En l’occurrence, l'autorité intimée a clairement exprimé le fait que si elle laisse actuellement subsister d'anciens procédés publicitaires qui ne sont pas conformes à la loi, pour autant qu'ils ne créent pas de danger pour la circulation routière, elle se conforme aux dispositions en vigueur lorsqu'elle statue sur les nouvelles demandes. Elle ne saurait dès lors se voir reprocher une violation de l'égalité de traitement pour n'avoir pas octroyé les autorisations requises pour les deux totems litigieux, alors qu'elle n'accorde plus de telles autorisations sauf pour les totems signalant l'entrée des sites, comme elle l'a fait pour le totem O-T02 situé en retrait de la route.

4.                      Il résulte de ce qui précède que le recours, entièrement mal fondé, doit être rejeté, ce qui entraîne la confirmation de la décision attaquée. Succombant, la recourante doit supporter les frais de justice ainsi que des dépens en faveur de l'autorité intimée qui a agi avec l'assistance d'un mandataire professionnel (art. 49, 55, 91 et 99 LPA-VD).

 

Par ces motifs
 la Cour de droit administratif et public
du Tribunal cantonal
arrête:

 

I.                       Le recours est rejeté.

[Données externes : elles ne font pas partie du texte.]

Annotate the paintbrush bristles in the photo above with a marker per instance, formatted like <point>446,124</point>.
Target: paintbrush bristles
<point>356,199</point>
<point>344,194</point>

II.                      La décision de la Municipalité de Crissier du 4 novembre 2020 est confirmée.

III.                    Un émolument de 1'500 (mille cinq cents) francs est mis à la charge de la recourante.

IV.                    Une indemnité de 1'000 (mille) francs, à payer à la Commune de Crissier à titre de dépens, est mise à la charge de la recourante.

 

Lausanne, le 12 avril 2021

 

Le président:                                                                                             La greffière:


Le présent arrêt est communiqué aux destinataires de l'avis d'envoi ci-joint.

Il peut faire l'objet, dans les trente jours suivant sa notification, d'un recours au Tribunal fédéral (Tribunal fédéral suisse, 1000 Lausanne 14). Le recours en matière de droit public s'exerce aux conditions des articles 82 ss de la loi du 17 juin 2005 sur le Tribunal fédéral (LTF - RS 173.110), le recours constitutionnel subsidiaire à celles des articles 113 ss LTF. Le mémoire de recours doit être rédigé dans une langue officielle, indiquer les conclusions, les motifs et les moyens de preuve, et être signé. Les motifs doivent exposer succinctement en quoi l’acte attaqué viole le droit. Les pièces invoquées comme moyens de preuve doivent être jointes au mémoire, pour autant qu’elles soient en mains de la partie; il en va de même de la décision attaquée.